613 - Sur l’importance de l’esprit sur le corps
N. Lygeros
Dans des sociétés qui obéissent au système de la démocratie de masse et qui recherchent la manufacture de consensus, le sport est un élément clef. Bien que nous soyons conscients de celui-ci comme outil de propagande dans des systèmes totalitaires, il n’en demeure pas moins qu’il exerce une sorte de fascination sur la masse. Aussi les démocraties de masse font tout ce qui est possible pour l’exploiter.
Il est vrai que le sport en général et l’athlétisme en particulier permet d’énoncer des messages clairs sur le plan social. Il nécessite de la vigueur, de la concentration, de la persévérance, de l’endurance, de l’adversité. Sans oublier bien sûr une condition physique sinon exceptionelle du moins remarquable. De plus comme il représente une sorte de défi naturel, un moyen simple de se mettre des limites afin de les dépasser, il sert de moteur social artificiel. Dans une société qui considère que la marginalisation sociale est un phénomène inéluctable, le sport apparaît aux yeux de certains comme l’unique moyen de se sortir de cette situation, comme la planche de salut social. D’autant plus que les mass-media accentuent cette idée, en ne cessant de la mettre en avant.
De plus, comme le sport est pour ainsi dire par nature un spectacle de masse puisqu’il est très facile d’accès à travers sa diffusion il est de plus en plus considéré comme tel. Il est devenu, en particulier pour les chaînes de diffusion, un excellent moyen de promouvoir des produits et des marques à un public très large et bien souvent réceptif puisqu’à ce moment il est pour ainsi dire massifié dans un prétendu élan de socialisation. En somme le sport apparaît comme un moyen d’accéder à la société et comme un outil pour éviter de s’en sortir. Car désormais, il est pour ainsi dire impossible de ne pas être au courant de l’avènement d’un grand événement sportif. Tout le monde y contribue pour le bien de tout le monde et ce, au sein de démocraties qui se considèrent comme de fervents défenseurs de la liberté intellectuelle alors qu’elles opèrent à l’identique des régimes autoritaires en ce qui concerne ce domaine. Dans ces derniers le contrôle avait et a des avantages clairs. Il permet d’agir sur le corps à un moment où l’esprit n’y est pas encore indépendant et ensuite d’utiliser le corps comme moyen de propagande, sans parler de tous les dérapages que cela amène inexorablement.

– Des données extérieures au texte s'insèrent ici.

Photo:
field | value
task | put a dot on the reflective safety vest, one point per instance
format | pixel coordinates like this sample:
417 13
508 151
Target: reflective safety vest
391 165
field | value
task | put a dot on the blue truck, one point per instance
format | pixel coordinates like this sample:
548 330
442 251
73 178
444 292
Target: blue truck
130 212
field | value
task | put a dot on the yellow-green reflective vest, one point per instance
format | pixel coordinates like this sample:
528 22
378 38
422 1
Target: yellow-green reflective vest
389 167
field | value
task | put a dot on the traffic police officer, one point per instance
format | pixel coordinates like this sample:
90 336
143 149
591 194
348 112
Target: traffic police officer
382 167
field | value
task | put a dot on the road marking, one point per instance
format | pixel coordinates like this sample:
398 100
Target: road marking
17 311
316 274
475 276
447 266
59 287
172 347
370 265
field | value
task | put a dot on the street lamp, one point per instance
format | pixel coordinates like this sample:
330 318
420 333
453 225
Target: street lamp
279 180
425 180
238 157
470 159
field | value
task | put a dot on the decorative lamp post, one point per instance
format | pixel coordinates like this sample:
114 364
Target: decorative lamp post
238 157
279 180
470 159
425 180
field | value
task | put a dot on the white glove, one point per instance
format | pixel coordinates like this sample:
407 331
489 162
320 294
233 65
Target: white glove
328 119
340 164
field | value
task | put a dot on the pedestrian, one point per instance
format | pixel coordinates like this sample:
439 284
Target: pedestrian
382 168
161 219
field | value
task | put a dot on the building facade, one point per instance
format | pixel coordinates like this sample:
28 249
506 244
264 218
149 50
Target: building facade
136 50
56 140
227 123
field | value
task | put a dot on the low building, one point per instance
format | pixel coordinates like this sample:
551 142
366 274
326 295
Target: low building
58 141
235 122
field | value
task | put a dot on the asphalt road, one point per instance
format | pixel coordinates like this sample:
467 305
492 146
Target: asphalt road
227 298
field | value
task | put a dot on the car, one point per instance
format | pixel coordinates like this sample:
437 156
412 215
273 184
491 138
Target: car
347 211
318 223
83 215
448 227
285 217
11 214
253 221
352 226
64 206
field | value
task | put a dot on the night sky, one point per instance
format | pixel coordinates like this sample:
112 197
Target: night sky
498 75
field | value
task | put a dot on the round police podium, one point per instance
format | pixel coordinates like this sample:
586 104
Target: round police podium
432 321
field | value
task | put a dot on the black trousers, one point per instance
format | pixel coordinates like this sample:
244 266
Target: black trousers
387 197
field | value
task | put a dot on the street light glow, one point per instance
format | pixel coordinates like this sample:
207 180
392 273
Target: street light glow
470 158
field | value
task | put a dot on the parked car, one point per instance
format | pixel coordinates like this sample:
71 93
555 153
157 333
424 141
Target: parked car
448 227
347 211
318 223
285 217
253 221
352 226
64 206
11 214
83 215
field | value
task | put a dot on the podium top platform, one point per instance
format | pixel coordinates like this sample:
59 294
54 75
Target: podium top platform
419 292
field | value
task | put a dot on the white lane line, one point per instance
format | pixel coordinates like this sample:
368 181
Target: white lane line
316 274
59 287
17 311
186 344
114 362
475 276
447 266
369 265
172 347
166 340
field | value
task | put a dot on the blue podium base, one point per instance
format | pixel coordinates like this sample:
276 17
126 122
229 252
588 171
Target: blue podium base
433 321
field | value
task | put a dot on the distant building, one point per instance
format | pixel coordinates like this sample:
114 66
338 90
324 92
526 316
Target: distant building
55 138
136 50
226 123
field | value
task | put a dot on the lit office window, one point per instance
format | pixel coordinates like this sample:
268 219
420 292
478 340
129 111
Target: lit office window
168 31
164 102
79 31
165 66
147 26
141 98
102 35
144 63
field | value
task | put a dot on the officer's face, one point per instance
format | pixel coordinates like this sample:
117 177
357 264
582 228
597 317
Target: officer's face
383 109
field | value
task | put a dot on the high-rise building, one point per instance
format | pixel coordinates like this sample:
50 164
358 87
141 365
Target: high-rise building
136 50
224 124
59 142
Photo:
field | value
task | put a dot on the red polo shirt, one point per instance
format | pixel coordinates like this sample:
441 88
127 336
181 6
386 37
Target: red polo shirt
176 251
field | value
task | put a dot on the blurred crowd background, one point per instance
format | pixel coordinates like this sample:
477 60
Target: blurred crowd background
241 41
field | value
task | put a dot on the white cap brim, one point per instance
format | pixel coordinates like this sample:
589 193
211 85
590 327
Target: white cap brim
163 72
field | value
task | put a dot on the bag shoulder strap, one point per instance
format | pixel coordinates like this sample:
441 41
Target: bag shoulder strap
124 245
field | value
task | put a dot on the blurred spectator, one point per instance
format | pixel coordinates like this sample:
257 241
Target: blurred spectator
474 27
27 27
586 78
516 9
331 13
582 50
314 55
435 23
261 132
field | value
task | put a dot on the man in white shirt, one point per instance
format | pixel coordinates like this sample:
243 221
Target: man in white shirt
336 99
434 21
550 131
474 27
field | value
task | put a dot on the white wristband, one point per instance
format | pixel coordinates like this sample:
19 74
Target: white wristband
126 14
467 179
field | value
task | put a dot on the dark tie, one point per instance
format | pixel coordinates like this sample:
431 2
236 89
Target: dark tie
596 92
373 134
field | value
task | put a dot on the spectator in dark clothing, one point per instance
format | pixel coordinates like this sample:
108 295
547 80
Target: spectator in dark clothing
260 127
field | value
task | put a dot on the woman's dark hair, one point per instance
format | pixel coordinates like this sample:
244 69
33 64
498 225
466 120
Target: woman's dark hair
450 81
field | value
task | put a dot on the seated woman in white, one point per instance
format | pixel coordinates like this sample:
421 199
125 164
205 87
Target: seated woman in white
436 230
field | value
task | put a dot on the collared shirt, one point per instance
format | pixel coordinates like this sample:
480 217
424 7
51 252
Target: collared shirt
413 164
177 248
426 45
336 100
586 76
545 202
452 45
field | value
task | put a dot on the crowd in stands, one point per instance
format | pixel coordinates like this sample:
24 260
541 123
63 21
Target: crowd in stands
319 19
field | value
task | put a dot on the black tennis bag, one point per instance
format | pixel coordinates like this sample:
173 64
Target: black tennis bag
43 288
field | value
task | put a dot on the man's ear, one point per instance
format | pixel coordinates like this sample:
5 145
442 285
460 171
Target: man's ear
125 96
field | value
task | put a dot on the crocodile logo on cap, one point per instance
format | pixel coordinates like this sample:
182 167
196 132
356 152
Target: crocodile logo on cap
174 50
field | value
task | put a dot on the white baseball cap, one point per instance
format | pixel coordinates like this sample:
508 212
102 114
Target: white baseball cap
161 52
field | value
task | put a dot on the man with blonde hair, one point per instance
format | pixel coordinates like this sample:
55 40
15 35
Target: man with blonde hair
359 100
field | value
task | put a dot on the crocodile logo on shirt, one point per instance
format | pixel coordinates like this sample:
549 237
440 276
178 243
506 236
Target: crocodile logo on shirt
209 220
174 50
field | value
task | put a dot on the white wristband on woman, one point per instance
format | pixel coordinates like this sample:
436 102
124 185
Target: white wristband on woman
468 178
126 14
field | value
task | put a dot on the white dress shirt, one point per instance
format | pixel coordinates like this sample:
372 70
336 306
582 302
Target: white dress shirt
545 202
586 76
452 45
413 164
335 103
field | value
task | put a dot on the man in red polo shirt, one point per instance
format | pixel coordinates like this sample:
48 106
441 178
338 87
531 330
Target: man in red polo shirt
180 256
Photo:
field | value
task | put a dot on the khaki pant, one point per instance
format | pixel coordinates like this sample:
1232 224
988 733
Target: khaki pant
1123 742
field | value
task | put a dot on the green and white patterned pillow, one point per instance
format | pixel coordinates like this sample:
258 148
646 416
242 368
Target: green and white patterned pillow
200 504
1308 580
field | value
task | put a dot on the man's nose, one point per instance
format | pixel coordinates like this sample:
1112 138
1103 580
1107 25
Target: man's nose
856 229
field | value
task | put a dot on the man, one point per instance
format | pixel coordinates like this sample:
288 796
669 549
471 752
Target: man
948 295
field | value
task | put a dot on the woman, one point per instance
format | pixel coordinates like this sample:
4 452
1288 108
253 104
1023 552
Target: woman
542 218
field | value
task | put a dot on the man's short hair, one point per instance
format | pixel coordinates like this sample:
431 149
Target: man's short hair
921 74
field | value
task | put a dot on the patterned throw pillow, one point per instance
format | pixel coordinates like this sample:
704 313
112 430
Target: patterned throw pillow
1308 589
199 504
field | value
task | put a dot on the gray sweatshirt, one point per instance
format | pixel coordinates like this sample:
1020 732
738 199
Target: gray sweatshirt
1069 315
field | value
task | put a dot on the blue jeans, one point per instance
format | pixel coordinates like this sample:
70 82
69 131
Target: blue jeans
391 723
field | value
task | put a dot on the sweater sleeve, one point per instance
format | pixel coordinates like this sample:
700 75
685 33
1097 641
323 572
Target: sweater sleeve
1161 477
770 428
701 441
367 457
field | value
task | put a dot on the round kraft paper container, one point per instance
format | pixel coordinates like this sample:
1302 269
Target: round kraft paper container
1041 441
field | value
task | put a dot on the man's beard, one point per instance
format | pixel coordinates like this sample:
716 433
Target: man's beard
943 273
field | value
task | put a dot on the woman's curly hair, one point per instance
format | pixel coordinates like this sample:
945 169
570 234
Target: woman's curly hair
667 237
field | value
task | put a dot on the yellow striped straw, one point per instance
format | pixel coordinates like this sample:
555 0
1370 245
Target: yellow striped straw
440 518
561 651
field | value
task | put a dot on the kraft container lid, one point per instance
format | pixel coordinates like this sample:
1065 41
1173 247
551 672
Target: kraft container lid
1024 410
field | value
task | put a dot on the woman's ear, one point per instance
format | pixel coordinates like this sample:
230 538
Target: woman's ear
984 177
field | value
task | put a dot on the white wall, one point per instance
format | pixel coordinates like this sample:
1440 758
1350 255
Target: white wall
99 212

Nous percevons à travers cette volonté de faire l’éloge du corps, le moyen de contrôler les esprits. Le corps n’est qu’un moyen, l’esprit est le but. En agissant sur la fascination naturelle qu’engendre le corps sur l’esprit, la propagande de masse contrôle l’esprit. Ce dernier trop concentré sur une activité saine initialement, finit par être totalement sous le contrôle de cette propagande subversive qui l’éloigne de vraies préoccupations sociales et politiques. Pour le contrôle des esprits, le sport n’est qu’un moyen comme un autre seulement il est plus accessible que d’autres et donc plus massivement exploité.
Ainsi à travers cette fascination de masse pour l’exploit singulier, les hommes sociaux perdent leur identité propre car ils pensent tous de la même façon. Et même si celle-ci était la bonne à partir du moment où elle est unique, elle ne peut être considérée comme telle. Car l’une des caractéristiques de l’intelligence humaine c’est la diversité et l’exploitation de ses propriétés. Ce n’est qu’en étant différents que nous sommes libres. En acceptant notre conditionnement social via le corps nous sacrifions notre liberté de penser, nous sacrifions notre esprit.